The Broncos lost Knowshon Moreno in the offseason, but in typical Denver fashion, it simply plugged in another running back. Ronnie Hillman is a 23-year-old in his third year in the league out of San Diego State. The 5-foot-10, 195-pounder is in his first full year as a starter, and has 75 carries for 349 yards and a pair of touchdowns through seven games. That includes at least 100 yards on the ground in two of Denver’s last three contests. Hillman took over for Montee Ball, who went down with a groin injury earlier this year. (Ball is not expected to play Sunday against the Patriots.) As a team, the Broncos’ running game is relatively pedestrian — Denver is 21st in the league, averaging 101.4 rushing yards per game. This sounds strange when you’re talking about a team that has struggled to stop the run most of the season (the Patriots are 25th in the league, having yielded an average of 129.6 rushing yards per game), but the idea of the Broncos running the ball is far more palatable than Peyton Manning slinging it all over the lot.
5. They have done relatively well when it comes to minimizing damage done by elite-level tight ends.

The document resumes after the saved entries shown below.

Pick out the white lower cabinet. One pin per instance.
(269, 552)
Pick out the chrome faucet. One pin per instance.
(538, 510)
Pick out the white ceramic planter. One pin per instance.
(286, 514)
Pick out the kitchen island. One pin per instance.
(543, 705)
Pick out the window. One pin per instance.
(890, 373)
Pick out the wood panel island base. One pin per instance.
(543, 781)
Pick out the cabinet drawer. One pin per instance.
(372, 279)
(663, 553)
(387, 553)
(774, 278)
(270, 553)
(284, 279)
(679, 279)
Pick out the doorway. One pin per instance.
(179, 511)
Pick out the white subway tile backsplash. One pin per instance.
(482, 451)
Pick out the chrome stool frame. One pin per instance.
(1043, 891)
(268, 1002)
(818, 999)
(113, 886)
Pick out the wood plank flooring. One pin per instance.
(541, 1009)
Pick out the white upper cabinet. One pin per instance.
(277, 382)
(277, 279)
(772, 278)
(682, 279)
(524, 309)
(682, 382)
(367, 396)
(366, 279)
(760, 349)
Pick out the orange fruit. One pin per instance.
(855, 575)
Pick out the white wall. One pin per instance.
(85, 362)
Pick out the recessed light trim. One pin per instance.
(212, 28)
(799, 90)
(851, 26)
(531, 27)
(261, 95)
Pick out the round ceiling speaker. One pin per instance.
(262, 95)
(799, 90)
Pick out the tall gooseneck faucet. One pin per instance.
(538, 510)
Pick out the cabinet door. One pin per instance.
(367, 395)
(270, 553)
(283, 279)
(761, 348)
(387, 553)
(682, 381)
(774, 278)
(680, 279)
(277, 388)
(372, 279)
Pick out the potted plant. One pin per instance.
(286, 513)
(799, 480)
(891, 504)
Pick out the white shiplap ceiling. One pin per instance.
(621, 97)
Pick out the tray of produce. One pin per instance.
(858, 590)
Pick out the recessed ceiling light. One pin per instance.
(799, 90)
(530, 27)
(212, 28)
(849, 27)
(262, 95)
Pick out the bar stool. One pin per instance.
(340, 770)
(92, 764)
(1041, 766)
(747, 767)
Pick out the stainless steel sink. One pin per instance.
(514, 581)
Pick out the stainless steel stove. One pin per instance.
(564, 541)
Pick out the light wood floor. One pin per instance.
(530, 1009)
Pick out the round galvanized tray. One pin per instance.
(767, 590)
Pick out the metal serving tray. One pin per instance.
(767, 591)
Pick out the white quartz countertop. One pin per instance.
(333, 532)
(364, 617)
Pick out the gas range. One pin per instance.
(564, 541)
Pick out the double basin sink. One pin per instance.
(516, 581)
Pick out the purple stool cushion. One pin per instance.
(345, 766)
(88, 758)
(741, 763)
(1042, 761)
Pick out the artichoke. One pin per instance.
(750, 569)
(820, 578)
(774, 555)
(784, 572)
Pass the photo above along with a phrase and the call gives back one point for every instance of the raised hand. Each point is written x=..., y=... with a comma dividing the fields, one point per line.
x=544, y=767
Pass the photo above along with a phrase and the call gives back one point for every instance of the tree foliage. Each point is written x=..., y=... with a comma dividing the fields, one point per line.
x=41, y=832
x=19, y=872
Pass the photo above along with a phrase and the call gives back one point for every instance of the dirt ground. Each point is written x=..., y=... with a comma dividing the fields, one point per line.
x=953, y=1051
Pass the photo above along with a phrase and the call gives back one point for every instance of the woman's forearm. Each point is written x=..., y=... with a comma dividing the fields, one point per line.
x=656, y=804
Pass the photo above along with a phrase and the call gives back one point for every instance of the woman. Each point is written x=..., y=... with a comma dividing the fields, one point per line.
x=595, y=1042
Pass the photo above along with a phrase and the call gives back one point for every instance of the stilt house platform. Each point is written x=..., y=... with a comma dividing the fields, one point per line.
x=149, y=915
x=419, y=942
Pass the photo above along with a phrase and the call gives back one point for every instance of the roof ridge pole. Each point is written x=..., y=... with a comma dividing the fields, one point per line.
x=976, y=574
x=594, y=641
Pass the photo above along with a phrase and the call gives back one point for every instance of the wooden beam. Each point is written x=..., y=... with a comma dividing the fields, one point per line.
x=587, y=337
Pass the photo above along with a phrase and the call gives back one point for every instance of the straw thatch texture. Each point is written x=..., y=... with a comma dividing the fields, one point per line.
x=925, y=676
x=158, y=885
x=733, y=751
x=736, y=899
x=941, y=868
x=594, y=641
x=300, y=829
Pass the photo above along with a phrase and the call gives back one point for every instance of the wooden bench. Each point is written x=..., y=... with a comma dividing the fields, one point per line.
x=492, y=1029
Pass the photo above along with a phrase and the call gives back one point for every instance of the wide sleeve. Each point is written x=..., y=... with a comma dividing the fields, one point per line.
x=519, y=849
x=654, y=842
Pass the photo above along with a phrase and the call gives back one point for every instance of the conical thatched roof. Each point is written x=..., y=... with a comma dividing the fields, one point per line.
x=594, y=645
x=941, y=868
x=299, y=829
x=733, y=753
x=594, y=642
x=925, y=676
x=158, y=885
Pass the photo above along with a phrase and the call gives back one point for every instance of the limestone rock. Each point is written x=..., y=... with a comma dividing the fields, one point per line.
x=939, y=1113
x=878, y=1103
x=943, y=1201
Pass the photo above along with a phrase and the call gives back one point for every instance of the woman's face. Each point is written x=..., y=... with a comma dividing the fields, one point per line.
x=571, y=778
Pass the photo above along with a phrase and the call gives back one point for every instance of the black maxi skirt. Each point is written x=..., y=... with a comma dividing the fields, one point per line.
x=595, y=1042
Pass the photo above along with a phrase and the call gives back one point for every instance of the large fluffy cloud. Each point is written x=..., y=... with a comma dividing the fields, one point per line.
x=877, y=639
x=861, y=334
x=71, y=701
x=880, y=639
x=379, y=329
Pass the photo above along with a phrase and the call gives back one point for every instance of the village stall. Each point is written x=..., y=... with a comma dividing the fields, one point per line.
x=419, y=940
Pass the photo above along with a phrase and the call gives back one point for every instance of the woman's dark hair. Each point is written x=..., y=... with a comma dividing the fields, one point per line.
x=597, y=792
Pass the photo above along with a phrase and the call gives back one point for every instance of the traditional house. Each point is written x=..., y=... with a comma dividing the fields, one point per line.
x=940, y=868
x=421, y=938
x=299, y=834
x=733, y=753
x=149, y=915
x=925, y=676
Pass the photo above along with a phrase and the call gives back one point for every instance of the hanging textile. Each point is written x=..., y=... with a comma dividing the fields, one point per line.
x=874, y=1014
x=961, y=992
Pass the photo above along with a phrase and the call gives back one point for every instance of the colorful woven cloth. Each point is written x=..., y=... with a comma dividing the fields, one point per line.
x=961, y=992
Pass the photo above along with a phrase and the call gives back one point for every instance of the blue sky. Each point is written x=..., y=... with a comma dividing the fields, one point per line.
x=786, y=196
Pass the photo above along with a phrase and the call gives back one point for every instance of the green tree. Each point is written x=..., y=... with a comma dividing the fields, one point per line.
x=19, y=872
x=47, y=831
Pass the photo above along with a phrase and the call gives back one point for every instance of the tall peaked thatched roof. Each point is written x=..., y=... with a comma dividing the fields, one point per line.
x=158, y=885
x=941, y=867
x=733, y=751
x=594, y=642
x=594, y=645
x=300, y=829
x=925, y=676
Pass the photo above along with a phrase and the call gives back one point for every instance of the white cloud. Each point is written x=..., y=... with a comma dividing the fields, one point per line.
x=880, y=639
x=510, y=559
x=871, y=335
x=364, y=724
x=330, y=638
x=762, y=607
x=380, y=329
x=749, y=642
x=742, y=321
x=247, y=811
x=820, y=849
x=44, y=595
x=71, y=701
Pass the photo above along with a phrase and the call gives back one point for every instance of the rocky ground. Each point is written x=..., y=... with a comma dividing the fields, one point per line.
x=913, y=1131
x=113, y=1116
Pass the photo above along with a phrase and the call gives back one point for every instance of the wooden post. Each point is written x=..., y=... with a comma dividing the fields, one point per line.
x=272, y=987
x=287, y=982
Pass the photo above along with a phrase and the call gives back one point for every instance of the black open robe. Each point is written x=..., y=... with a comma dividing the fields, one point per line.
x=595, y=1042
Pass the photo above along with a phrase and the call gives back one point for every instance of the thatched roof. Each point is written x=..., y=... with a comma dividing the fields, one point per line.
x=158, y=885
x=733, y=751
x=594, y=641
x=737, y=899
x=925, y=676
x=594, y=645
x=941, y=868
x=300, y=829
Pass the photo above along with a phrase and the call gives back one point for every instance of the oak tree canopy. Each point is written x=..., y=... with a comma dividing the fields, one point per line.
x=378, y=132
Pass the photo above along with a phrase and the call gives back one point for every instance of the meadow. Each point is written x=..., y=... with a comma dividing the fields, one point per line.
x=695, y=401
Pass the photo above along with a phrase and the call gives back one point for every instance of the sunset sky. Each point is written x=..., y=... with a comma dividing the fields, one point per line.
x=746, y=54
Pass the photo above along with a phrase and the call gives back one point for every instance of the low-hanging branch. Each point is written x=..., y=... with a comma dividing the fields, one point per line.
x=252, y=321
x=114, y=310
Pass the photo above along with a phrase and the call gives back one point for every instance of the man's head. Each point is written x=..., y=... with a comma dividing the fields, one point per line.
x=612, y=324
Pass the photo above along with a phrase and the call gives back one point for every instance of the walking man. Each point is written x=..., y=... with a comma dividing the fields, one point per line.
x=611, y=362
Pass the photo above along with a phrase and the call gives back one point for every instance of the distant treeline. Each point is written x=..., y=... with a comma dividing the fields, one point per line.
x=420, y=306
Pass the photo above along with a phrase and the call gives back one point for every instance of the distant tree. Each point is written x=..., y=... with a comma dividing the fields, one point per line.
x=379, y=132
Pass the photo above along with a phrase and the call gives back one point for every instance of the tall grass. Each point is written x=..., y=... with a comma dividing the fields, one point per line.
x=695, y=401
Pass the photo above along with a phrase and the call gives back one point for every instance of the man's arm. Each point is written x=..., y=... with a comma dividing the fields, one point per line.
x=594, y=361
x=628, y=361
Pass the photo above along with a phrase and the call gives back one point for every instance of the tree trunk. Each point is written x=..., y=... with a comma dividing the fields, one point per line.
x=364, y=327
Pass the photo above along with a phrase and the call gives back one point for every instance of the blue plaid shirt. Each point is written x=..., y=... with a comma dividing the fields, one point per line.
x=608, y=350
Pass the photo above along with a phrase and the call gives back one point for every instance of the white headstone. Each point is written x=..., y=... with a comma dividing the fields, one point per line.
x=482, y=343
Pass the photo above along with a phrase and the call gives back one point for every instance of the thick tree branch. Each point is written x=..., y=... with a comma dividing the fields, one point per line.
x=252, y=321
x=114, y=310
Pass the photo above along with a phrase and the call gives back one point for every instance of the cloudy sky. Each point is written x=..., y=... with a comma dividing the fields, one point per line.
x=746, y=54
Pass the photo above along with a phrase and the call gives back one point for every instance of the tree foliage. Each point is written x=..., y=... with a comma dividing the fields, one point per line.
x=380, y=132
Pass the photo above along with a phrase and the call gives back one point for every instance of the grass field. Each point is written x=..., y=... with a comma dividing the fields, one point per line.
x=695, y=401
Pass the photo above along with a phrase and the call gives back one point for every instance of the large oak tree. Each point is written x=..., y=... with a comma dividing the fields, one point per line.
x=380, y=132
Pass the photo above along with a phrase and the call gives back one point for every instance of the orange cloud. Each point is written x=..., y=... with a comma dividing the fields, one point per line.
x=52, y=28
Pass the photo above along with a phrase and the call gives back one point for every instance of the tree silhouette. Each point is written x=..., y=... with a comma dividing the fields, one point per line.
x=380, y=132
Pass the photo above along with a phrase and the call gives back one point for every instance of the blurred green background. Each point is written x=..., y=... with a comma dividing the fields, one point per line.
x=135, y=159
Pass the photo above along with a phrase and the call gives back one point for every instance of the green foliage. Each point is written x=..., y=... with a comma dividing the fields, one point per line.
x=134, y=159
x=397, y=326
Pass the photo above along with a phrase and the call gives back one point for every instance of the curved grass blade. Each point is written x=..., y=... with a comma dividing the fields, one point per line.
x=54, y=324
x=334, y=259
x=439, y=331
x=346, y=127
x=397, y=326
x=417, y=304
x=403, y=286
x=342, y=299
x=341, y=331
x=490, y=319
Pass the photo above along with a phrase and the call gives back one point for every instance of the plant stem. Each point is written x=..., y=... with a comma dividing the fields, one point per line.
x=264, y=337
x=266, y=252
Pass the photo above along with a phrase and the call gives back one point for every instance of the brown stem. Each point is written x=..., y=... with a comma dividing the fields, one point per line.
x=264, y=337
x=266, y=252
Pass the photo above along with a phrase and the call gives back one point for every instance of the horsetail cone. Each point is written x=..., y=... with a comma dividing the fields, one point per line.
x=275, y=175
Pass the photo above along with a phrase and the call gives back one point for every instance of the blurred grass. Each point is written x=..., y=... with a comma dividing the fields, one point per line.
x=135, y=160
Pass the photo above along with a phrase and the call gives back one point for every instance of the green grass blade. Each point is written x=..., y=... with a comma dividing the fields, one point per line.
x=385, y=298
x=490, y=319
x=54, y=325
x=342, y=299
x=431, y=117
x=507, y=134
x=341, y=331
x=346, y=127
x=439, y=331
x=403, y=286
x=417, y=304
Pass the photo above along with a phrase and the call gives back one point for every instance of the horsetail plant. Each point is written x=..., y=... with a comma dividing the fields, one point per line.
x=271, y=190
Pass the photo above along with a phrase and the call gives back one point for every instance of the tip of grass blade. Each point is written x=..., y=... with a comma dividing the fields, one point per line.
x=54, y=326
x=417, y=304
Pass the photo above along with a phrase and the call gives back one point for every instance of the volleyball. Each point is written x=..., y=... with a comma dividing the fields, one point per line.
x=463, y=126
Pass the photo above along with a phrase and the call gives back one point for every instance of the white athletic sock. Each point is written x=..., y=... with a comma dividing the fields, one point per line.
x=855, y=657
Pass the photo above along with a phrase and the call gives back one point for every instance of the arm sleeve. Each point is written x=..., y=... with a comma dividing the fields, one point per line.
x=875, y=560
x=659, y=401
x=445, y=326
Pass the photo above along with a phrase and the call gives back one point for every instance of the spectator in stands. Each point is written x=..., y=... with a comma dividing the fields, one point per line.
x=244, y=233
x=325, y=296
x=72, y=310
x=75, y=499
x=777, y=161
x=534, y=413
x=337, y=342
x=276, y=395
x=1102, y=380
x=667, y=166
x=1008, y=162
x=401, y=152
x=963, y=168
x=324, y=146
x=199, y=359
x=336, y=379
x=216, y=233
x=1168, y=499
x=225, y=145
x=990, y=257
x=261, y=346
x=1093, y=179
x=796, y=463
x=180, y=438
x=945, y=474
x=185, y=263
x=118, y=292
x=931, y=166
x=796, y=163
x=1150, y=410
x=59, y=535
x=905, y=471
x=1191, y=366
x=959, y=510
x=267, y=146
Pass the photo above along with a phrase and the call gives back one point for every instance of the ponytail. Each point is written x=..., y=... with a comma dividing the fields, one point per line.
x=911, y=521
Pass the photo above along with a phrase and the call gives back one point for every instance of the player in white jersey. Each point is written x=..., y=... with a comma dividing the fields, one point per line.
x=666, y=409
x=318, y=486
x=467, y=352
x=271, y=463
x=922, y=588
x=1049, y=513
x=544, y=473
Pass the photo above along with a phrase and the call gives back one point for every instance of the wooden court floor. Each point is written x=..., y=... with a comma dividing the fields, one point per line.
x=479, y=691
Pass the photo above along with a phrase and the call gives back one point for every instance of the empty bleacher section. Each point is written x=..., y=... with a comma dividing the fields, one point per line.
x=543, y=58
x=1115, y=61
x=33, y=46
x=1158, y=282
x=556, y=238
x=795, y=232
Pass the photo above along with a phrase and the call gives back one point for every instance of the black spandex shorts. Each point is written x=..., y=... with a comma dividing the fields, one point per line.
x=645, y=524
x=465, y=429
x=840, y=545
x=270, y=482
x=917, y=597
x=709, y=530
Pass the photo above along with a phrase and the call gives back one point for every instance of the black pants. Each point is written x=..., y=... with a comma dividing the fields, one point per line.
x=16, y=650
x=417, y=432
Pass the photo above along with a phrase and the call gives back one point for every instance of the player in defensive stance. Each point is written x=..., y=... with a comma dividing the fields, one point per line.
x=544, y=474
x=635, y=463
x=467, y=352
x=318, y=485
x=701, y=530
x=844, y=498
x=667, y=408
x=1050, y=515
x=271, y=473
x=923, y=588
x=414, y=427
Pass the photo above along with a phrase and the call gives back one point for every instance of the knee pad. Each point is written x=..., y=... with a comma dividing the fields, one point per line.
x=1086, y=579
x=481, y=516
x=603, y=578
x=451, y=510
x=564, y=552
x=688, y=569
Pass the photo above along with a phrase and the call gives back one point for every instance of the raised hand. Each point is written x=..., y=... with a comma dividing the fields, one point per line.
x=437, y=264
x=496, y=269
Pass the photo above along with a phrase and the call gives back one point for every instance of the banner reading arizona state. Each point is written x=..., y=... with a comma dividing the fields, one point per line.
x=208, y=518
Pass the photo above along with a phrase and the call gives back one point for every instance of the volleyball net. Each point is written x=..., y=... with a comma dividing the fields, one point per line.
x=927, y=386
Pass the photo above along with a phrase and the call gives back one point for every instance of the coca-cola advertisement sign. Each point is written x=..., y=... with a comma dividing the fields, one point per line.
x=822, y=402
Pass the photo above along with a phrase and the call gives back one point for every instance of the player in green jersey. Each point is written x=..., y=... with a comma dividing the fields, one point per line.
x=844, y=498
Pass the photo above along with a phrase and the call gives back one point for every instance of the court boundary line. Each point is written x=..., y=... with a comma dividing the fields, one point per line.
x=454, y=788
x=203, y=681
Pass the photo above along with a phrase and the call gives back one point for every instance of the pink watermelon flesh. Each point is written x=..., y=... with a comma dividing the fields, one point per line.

Rob Gronkowski figures to be the center of the New England passing game on Sunday, as the big tight end is on a hot streak the likes of which we haven’t seen in a few years. In his last four games, Gronkowski 27 catches for 411 yards and four touchdowns. However, the Broncos have some experience this year when it comes to high-flying tight ends. San Diego’s Antonio Gates (five catches, 54 yards, two touchdowns), San Francisco’s Vernon Davis (two catches, 21 yards) and Kansas City’s Travis Kelce (four catches, 81 yards) weren’t exactly silenced when they faced the Broncos, but all three ended up with stat lines well below their season average. If their work earlier in the year is any indication, Denver will likely use a combination of defenders in trying to slow down Gronkowski, a group that includes safeties T.J. Ward and Rahim Moore and cornerbacks Aqib Talib and Chris Harris, Jr. (Patriots fans will remember Ward as the guy who put the season-ending hit on Gronkowski last year, which likely provoked this stare from Patriots coach Bill Belichick.) One stat to throw into the mix when you’re talking about the Broncos and Gronkowski: in three career games against Denver, Gronkowski has 15 catches for 178 yards and one touchdown.